Locally, cops say there’s no doubt that heroin is making a comeback. Since last summer, the Kingston Police Department’s Special Investigations Unit has arrested a number of heroin dealers from Poughkeepsie who traveled here to sell their wares. Last month, members of the county-wide Ulster Regional Gang Enforcement Narcotics Team broke up a ring of Poughkeepsie-based drug dealers who allegedly sold heroin and ran prostitutes from a Highland motel.
“Heroin is on the increase — it’s actually beginning to supplant the prescription drugs,” said Undersheriff Frank Faluotico. “We see less cocaine, less crack cocaine, but all of the opiates are up.”
Dealers, not addicts
The vast majority of the heroin that reaches Ulster County is white powder produced in South America. The trend began in the 1990s, when Colombian drug cartels began slipping heroin into same smuggling and distribution networks used to move cocaine and marijuana. (Mexican brown or black tar heroin dominates in the western U.S. while, Mulvey said, Afghan heroin has made inroads in the heartland). The drug is typically cut and packaged downstate in doses of about one tenth of a gram, wrapped in paper and packaged in a heat-sealed glassine “deck.” On the streets of New York City or Plainfield, N.J., the decks typically sell for $10, less if the user buys a 10-deck “bundle.” Locally, prices vary from as low as $8 a deck for bulk purchases to $25 for a single deck.
In the past, cops say, the typical Ulster County heroin dealer was an addict who might get together enough cash to go to the Bronx or Plainfield, buy a few bundles, keep some for themselves and sell the rest to fellow addicts. The next week, out of cash and drugs, the erstwhile dealer would be buying from another member of the county’s relatively tight-knit community of heroin addicts.
But that dynamic has begun to change with the latest upswing in the drug’s popularity, say local narcotics cops. The Poughkeepsie-based dealers busted over the past year in Kingston and the ones picked up in the Highland motel raid are, by and large, say police, not addicts themselves.
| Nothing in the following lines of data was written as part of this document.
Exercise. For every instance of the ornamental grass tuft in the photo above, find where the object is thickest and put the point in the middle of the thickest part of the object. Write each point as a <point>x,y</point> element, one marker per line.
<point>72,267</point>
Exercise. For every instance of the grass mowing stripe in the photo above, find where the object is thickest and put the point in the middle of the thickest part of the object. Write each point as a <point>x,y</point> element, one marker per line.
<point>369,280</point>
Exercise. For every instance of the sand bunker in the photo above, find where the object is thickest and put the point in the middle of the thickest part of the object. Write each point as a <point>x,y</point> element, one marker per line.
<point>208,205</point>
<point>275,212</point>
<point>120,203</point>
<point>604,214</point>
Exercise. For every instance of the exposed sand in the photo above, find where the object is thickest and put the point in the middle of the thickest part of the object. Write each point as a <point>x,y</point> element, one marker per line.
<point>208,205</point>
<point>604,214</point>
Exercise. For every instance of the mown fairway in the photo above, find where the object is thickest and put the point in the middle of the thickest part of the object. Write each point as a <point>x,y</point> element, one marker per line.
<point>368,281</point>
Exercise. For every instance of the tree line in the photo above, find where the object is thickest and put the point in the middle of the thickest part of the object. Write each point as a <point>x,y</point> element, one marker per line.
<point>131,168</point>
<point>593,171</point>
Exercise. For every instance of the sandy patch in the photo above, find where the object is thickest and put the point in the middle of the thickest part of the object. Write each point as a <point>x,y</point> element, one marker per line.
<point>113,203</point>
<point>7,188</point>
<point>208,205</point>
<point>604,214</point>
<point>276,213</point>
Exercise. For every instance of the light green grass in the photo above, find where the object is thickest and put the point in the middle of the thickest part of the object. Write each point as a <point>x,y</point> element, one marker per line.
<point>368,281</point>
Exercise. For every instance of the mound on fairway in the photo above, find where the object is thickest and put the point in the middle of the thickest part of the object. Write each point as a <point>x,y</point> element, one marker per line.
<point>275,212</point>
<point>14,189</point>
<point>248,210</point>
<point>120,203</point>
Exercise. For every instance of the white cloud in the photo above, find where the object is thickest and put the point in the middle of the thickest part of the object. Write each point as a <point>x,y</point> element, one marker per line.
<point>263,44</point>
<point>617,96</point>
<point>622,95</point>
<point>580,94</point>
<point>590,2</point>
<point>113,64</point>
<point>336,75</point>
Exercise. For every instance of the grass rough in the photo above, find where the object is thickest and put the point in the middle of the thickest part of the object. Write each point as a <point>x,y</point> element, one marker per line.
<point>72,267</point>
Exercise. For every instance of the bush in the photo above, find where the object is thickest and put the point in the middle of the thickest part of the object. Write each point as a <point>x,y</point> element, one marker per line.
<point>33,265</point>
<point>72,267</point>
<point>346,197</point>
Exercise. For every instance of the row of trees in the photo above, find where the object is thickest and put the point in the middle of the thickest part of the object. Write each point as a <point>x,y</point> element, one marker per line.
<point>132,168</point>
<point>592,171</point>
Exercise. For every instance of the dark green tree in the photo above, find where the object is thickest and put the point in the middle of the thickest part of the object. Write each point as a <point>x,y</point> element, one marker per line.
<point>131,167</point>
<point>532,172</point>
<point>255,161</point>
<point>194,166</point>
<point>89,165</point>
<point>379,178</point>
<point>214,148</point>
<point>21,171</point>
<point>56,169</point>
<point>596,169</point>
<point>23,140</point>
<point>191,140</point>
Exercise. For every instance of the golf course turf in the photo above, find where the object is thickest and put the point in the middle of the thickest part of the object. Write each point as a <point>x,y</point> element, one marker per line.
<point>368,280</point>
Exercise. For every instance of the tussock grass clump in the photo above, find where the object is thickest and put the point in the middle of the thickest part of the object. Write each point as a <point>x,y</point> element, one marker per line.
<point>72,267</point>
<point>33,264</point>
Many of the new wave of heroin dealers, cops say, have backgrounds in the cocaine or crack trade and have simply diversified their inventory in response to increased demand. And, cops say, they appear to operating on a larger, more sophisticated scale than the typical junkie dealers. Detective Sgt. Brian Robertson of Kingston’s SIU said that he doubted any of the Poughkeepsie dealers were making bulk purchases and doing their own cutting. But, he said, they had the wherewithal to buy, transport and sell locally 1,000-deck “bricks” of heroin.